The probability density (28) satisfies the conditions (27) as a consequence of the fact that the transition probability of a Markov process reduces in the limit \( |t-s|\downarrow 0 \) to the kernel of the identity operator

$$\begin{aligned} \lim _{|t-s|\downarrow 0}{\mathscr {g}}_{t\,s}(\varvec{x}|\varvec{y})=\delta ^{(d)}(\varvec{x}-\varvec{y}). \end{aligned}$$

Overall, (28) is the source of what Schrödinger calls “remarkable analogies with quantum mechanics that seem to me worth considering”. Namely, (28) bears a formal resemblance with Born’s rule prescribing that probabilities in Quantum Mechanics must be computed as the modulus squared of a probability amplitude. Furthermore, in Quantum Mechanics, the complex conjugation operation is interpreted as time reversal. Schrödinger’s quote of Eddington’s Gifford lecture remark in § 4 of the paper refers to this fact.
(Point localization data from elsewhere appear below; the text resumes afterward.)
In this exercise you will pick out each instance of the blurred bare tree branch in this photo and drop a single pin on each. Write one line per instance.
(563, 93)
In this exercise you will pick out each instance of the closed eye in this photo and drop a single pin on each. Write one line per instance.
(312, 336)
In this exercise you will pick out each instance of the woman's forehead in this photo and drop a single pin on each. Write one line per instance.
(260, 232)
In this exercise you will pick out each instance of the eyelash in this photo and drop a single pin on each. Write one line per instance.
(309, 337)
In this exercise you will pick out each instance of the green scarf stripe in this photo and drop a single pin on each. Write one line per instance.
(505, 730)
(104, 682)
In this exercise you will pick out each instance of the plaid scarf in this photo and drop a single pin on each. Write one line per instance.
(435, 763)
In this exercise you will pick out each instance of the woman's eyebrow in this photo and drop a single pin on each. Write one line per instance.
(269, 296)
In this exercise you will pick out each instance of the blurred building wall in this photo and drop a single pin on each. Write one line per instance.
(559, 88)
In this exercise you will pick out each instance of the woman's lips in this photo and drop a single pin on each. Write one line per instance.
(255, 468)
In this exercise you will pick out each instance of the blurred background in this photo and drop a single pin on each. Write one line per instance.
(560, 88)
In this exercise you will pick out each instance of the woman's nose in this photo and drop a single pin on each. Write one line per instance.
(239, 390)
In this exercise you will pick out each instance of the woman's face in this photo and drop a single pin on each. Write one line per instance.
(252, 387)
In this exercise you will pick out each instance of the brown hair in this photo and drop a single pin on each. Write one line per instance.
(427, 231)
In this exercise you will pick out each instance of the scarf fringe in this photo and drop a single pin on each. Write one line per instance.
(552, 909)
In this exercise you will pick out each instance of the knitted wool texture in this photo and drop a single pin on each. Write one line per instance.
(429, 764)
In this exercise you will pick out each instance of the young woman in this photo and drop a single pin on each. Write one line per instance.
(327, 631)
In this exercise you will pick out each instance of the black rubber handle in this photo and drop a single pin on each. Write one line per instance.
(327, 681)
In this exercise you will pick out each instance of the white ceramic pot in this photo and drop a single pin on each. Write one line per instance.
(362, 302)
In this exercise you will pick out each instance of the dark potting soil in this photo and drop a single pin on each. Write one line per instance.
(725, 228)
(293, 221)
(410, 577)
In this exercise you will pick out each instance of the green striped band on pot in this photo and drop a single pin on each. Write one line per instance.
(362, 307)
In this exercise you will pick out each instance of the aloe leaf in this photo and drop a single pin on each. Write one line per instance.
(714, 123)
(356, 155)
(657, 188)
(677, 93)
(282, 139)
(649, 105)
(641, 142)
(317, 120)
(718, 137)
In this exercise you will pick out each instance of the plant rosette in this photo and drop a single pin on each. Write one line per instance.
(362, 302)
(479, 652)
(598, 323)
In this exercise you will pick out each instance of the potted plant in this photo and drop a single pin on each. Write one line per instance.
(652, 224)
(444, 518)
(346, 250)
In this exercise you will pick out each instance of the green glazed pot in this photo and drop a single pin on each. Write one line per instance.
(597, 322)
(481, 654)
In the case of (28), time reversal is encoded in the definitions (29a), (29b) respectively, stating that \( {\bar{h}}_{t}\) evolves as a particular solution of Kolmogorov’s forward equation admitting \( {\mathscr {g}}_{t\,t_{{\mathfrak {0}}}} \) as fundamental solution and that \( h_{t} \) is a harmonic function with respect to \({\mathscr {g}}_{t_{{\mathfrak {1}}\,t}}\): a particular solution of Kolmogorov’s backward equation also admitting \({\mathscr {g}}_{t_{{\mathfrak {1}}}\,t}\) as fundamental solution; see, e.g. [1, 25, 107] for further details.

We now want to show how to directly obtain (28) as the solution of a dynamical optimal control problem [9].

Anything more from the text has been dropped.